Despite the emails sent by the alleged attacker, Smith said that since the DDoS uses intermediary computer systems to create the denial of service, it is difficult to tell if the perpetrators are the same in each event.
OIT is working with the Rutgers University Police Department and the Federal Bureau of Investigation to identify the individual(s) responsible, Smith said. He declined to comment any further on the case because it is currently under investigation.
Since the most recent DDoS attack launched on the afternoon of March 27, OIT managed to restore RUWireless, RUWireless Secure and Sakai in the earlier part of the day on March 30.

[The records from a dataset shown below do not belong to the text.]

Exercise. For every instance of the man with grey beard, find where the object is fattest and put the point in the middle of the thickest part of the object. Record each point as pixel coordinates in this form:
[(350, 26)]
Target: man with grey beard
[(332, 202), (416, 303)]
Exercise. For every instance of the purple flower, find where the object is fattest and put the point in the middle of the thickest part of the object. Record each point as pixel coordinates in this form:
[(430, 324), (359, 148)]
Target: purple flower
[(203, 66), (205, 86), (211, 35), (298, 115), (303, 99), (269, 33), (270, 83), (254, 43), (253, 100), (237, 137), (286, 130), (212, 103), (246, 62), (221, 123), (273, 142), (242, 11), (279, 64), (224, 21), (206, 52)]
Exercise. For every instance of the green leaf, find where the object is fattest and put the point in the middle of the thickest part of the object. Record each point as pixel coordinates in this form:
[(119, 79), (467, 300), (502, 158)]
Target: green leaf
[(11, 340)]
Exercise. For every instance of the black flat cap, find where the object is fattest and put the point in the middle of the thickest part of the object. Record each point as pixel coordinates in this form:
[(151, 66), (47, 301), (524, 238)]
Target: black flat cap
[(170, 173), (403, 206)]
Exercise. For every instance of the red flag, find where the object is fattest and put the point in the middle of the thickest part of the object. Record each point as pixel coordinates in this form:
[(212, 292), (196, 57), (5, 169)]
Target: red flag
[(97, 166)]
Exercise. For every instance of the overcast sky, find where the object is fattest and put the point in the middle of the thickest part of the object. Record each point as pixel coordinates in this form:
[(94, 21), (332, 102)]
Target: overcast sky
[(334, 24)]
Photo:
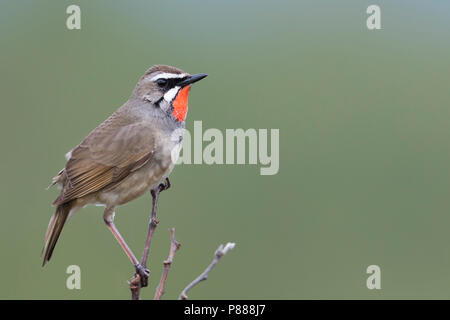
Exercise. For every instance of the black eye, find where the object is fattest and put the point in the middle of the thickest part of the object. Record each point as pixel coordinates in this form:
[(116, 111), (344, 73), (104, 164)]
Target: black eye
[(162, 83)]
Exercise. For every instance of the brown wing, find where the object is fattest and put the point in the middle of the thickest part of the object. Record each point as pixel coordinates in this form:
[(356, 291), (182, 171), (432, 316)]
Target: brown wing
[(106, 157)]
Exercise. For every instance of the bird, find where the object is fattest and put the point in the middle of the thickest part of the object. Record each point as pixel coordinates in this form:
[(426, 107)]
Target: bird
[(130, 153)]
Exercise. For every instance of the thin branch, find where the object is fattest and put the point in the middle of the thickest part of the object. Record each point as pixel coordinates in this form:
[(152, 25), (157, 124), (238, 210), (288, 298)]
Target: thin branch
[(136, 284), (220, 252), (151, 227), (174, 246)]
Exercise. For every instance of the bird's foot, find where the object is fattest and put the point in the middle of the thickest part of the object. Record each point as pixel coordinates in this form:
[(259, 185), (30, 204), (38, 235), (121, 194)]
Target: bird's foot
[(142, 275), (164, 186)]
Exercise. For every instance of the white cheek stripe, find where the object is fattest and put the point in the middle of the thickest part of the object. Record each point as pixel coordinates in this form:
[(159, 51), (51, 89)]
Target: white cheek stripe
[(169, 76), (171, 94)]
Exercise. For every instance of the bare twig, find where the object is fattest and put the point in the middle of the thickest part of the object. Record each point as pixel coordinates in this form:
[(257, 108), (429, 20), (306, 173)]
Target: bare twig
[(220, 252), (151, 227), (174, 246)]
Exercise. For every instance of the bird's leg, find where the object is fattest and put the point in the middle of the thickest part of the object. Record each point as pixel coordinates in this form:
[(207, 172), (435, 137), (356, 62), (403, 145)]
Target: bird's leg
[(142, 271), (153, 222)]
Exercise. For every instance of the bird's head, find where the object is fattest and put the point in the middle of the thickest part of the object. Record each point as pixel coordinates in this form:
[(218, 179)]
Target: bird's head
[(166, 88)]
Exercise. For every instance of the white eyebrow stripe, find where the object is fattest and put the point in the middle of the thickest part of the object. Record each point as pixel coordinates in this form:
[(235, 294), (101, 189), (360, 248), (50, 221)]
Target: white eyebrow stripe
[(169, 76), (171, 94)]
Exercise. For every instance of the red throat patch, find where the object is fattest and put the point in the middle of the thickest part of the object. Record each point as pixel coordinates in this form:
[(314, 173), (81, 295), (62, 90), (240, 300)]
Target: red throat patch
[(180, 104)]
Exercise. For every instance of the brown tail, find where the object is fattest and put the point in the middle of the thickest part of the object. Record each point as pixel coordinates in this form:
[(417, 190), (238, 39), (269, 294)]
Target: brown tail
[(54, 229)]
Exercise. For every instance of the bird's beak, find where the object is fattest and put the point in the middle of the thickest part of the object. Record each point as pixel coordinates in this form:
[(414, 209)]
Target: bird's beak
[(192, 79)]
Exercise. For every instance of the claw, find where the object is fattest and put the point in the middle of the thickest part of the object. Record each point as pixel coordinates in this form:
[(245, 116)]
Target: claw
[(164, 186), (143, 273)]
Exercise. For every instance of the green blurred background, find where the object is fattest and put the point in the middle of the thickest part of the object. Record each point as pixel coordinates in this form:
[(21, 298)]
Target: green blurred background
[(364, 123)]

Smith said there is no indication that any personal information was compromised, but that he and his staff are continuing to monitor that aspect of the situation very closely.
This is a developing story. Stay tuned as details emerge.
Katie Park is a School of Arts and Sciences junior majoring in political science and journalism and media studies. She is the News Editor at The Daily Targum. Follow her on Twitter @kasopar for more stories.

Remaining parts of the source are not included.